Вдруг совесть на месте сознания? Что за переход от сознания к совести? И о чем хочет сказать Чаадаев, отодвинув «идеологическое сознание»? Совесть… проснуться от смерти… власть, данная нам… действовать на минуту будущую… Это совсем другой пейзаж, чем плоскость сознания.

Сознания еще мало, чтобы уверенно говорить, что мы не спим, хотя бы сознанию казалось и иначе. Мы предположили, что мы, может быть, сделали попытку проснуться. Мы не знаем, что у нас получилось. Но попытка перенесла нас в другой пейзаж, из описания того, какая вещь мир и как его понимать, если его нельзя увидеть, — в настроение, и в какое настроение: завороженной тишины, отрешенного молчания, когда все вещи отошли, перестали теснить нас, но не стали безразличными, а словно доверительно придвинулись в домашней близости, словно успокоились оттого, что мы им допустили быть, как они есть и хотят. (Об этом «вещи хотят» я однажды услышал странное слово от ребенка неполных четырех лет, мы были с ним в месте, откуда над лесом видна поднимающаяся луна. Я спросил его, почему она поднимается, может быть, ее тянут на веревочке? «Нет, не на веревочке». Тогда почему же? «Она хочет».) В этом новом пейзаже мы поняли, что могли бы спокойно и свободно сказать «да» только неслышному голосу тайного согласия, согласившись с согласием мира; что в этом согласии мир только и начинает впервые для нас присутствовать как целое, а до того был разбросан, и мы были растеряны, хоть не признавались, и не могли найти свое место в мире, а теперь нашли, не точку на карте, а себя, и наше место оказалось — мир, молчаливое согласие. И мы решили: мы не будем больше раскалывать мир, пообещали себе, что не забудем, что мира, который казался пространством и скоплением вещей, не найти без мира–согласия, что мира без мира нигде нет, что мир есть только в мире, в том, которому мы говорим «да», потому что узнаем в неслышном голосе отрешенного согласия себя, наше существо, его присутствие.

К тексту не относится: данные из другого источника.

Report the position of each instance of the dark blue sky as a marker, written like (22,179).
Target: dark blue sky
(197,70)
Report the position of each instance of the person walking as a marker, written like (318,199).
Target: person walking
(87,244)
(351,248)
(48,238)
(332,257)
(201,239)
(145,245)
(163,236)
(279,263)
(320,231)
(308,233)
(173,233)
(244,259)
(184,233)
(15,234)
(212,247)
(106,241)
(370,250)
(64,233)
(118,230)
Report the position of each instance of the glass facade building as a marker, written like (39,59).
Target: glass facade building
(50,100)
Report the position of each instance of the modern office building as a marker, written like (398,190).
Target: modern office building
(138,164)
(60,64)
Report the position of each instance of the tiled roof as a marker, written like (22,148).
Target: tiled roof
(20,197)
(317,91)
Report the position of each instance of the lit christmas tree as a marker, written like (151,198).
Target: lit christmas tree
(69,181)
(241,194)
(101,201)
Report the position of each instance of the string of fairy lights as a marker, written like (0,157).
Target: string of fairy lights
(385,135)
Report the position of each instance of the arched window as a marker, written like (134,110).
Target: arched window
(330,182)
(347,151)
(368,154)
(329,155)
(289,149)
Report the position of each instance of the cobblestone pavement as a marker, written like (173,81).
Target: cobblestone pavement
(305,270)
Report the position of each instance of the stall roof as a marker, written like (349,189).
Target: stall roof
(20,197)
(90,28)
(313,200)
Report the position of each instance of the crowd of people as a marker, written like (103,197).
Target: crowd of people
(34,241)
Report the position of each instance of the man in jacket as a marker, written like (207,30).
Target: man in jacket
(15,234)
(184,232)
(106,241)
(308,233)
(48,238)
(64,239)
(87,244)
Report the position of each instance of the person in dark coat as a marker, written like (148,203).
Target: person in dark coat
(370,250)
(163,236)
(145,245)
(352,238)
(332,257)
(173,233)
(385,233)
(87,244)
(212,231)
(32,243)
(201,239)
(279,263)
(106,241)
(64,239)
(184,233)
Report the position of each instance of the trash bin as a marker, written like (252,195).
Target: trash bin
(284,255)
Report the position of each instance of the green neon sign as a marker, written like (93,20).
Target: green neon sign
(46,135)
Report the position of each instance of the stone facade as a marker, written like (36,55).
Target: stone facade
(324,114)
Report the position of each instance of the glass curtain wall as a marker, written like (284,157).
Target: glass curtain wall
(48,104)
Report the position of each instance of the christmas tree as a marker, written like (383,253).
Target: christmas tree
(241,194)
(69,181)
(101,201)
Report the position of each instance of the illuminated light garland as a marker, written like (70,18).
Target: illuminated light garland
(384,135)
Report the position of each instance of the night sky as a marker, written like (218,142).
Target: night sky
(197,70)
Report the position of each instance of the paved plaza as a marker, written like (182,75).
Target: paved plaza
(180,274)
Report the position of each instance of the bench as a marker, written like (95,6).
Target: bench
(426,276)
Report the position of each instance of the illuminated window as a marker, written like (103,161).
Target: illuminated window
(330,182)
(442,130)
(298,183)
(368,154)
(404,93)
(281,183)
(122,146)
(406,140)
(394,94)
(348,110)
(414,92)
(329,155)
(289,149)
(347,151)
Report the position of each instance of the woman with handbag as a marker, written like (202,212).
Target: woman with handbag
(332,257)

Мы сделали попытку проснуться и оказались в странном месте. Или странным было то пространство, где мы искали без надежды на успех мир в сознании и в историческом сознании? Где мир? Мир науки — это вопросы науки, научное знание как архитектура вопросов. Мир нашего присутствия — это тот, где мы находим себя, в котором находим себе место. Но мир в сознании, которым оно оперирует, распаковывает, анализирует, отражает — что это такое? Мир сознания, — сознание же ведь, как говорится, целый мир, — расположено в особом пространстве. Что это за пространство сознания? Оно создано самим сознанием, его деятельностью отражения. Сознание стоит на отражении. Сознание отражает мир, отраженный мир это мир сознания. Отраженный, мир не имеет доступа в сознание. Сознание живет в меру этой своей победы над ним.

Научное и объективное плюралистское сознание упрекнет нас: не нужно приписывать сознанию вредный глобализм, сознание вовсе не претендует на охват мира в целом, оно отражает то, что ему предносится, и лишь в этом, определенном смысле отражает «мир». Оно работает не обязательно с целым миром, ему достаточен «региональный монизм», чтобы оно отражало только «регион» мира. Сознание высвечивает области, отражает то, что оно отражает; с целым миром оно не обязано связываться; оно фиксирует то, что поддается фиксации. Оно видит фонарь и говорит: это фонарь, я его сознаю, я его отражаю.